People who came from P.E.I. or Newfoundland and Labrador and are currently isolating in Nova Scotia can stop on June 23. This policy will remain in effect as long as these provinces have sufficient protective measures in place for travellers from the rest of Canada.

"Our self-isolation requirement has been instrumental in how we’ve managed the pandemic in Nova Scotia, and it continues to play an important role as we gradually reopen our borders,” said Strang. "Our testing strategy is among the most robust in the country and will continue to support our border policy while also supporting routine testing for all Nova Scotians."

The province says residents can continue to follow the Nova Scotia-New Brunswick travel protocol for work, school, child care and veterinary services, including people who work on rotational schedules. They do not need to complete the Nova Scotia Safe Check-in and do not have to self-isolate when they enter or return to Nova Scotia.

People travelling between Nova Scotia and New Brunswick for child custody visits will continue to have a modified form of isolation, but the number of days will be based on their vaccination status and testing. The child custody protocol will be updated with more information.

Specialized workers and fish harvesters from New Brunswick have a choice in entering Nova Scotia – they can apply as New Brunswick residents or as specialized workers or fish harvesters.

In a statement from New Brunswick Premier Blaine Higgs, he says in May, the province clearly announced its objectives to achieve the Path to Green and have worked hard to do their part and get vaccinated.

"As a result, we achieved the objectives required to move forward with the second phase of our reopening plan," said Higgs. "We feel confident in the steps we have taken to open our province up to Atlantic Canada and the rest of the country, so they are able to come and explore New Brunswick and reunite with their families and friends."

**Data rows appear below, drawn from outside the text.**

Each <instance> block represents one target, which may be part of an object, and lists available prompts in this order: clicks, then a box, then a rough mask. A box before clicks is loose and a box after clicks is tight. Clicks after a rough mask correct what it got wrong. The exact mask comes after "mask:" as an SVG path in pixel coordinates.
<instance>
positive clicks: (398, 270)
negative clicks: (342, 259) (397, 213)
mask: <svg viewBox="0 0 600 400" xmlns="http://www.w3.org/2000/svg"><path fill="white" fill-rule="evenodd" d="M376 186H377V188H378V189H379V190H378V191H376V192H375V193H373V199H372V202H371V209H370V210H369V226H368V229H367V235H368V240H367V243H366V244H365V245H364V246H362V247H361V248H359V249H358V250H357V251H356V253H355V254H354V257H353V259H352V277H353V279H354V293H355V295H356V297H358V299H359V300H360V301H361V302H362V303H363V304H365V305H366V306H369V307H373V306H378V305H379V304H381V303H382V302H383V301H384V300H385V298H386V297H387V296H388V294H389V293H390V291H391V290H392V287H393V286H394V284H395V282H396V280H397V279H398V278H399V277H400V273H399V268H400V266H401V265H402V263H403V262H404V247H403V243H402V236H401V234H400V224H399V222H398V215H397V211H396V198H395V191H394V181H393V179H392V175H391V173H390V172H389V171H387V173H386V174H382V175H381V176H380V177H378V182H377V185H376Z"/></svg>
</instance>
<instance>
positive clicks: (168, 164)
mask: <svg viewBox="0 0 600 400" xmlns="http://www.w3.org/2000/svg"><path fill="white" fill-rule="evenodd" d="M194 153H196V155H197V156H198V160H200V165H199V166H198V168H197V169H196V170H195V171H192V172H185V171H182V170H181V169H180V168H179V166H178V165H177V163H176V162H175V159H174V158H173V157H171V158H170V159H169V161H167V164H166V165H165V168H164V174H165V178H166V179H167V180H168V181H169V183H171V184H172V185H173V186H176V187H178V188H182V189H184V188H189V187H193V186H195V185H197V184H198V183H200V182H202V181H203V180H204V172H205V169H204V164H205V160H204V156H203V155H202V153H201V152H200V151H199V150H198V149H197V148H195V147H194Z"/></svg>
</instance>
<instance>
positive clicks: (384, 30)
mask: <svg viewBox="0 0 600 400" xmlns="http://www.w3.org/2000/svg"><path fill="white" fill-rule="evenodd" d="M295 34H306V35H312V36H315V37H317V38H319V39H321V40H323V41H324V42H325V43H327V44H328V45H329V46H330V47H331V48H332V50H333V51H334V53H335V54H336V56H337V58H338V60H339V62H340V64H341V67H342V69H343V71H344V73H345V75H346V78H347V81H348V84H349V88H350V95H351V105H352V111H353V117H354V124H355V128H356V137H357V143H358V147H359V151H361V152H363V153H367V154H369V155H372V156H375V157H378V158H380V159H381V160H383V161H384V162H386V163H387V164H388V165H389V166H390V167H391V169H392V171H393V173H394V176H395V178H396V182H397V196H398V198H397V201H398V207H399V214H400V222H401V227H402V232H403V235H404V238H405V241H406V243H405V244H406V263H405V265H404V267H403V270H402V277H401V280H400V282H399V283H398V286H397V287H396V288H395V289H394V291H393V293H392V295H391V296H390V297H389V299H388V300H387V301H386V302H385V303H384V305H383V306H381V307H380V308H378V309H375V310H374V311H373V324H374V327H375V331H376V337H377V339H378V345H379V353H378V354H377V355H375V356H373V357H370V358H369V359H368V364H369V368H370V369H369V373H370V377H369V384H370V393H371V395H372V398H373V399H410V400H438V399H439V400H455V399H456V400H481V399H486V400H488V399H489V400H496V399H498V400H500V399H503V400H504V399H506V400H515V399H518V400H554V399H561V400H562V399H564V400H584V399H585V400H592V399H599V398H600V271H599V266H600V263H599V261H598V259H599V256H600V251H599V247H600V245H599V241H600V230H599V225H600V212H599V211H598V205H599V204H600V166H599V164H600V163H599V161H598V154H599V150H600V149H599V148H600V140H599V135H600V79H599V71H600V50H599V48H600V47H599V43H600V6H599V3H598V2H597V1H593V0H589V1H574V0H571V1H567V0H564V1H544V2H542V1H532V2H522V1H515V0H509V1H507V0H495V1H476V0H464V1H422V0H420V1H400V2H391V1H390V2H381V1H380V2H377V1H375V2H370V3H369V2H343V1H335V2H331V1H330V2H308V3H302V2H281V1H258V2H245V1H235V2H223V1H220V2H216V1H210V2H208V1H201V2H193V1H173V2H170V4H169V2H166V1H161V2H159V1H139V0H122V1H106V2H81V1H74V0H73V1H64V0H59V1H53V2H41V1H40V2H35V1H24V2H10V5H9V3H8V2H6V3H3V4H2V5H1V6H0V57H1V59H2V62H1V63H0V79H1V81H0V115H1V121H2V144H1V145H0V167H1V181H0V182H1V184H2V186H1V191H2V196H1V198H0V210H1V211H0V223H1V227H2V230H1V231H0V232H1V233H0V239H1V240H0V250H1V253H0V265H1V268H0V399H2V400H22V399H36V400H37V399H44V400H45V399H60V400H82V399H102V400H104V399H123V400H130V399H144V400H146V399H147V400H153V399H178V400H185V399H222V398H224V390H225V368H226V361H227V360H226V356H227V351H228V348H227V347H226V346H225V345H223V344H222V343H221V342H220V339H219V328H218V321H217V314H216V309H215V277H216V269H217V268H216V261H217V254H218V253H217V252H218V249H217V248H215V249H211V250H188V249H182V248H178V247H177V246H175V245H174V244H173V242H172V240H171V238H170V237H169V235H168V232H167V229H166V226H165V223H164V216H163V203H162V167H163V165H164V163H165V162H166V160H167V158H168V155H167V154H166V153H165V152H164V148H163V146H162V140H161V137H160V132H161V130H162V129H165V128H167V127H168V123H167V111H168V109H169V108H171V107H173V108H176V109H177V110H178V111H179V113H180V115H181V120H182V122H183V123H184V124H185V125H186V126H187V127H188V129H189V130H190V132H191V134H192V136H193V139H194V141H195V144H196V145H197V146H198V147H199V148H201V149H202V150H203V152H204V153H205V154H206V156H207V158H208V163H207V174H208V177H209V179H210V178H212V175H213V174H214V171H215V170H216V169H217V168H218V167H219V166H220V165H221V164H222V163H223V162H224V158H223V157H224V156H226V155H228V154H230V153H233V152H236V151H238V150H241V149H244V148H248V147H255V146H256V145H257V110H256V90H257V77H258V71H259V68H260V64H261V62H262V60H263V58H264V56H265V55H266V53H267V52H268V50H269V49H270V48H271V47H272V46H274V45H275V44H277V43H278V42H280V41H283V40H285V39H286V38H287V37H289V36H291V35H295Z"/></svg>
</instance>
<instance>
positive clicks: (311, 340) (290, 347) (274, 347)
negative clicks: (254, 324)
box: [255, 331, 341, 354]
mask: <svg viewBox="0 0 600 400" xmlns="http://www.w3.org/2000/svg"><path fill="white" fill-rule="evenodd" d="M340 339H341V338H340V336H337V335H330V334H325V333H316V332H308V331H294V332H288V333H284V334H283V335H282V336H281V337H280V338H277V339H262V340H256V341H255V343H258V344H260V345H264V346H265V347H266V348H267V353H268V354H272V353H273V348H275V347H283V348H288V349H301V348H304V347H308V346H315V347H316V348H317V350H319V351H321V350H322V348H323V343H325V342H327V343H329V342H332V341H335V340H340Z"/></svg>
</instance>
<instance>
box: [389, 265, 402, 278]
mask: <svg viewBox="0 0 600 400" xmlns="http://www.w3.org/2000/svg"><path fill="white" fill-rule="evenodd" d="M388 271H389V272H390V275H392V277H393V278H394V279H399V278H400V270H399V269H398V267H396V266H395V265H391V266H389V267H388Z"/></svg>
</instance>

Blaine added the province will continue to follow advice from public health to keep New Brunswickers and other travellers safe.

Stacie Smith says she was supposed to travel to Nova Scotia on Wednesday by bus. Now, with only one dose of COVID-19 vaccine, she will be required to self-isolate for one week.

"I do understand where the premier and Dr. Strang are coming from of course, in terms of New Brunswick opening up to Canadians with just one dose outside of Atlantic, and their fears around that. It's a little bit nerve wracking for sure," said Smith. "But at the same time, give us a bit of a heads up. That way we can plan in advance for those who have already paid for Airbnb's or a bus ticket, like myself."

The Liberal opposition wonders if Nova Scotia's announcement is a sign of communication break-down between the two provinces.

"They should have discussed and made sure that we're on the same page and right now, we're maybe feeling that New Brunswickers are suffering a little bit more to be able to go in other provinces," said Jean-Claude D'Amours, the New Brunswick Liberal Health Critic.

During Tuesday's live COVID-19 news conference, Premier Iain Rankin said he did not give New Brunswick a heads up about the modified border restrictions, however, he says he did try.

"I tried to get ahold of the New Brunswick officials, last week we were hoping to learn more," explained Rankin. "Myself and other premiers in Atlantic, we were supposed to have a call last week and that never happened. But we had to modify our isolation requirements based on their decision to open up to the rest of Canada."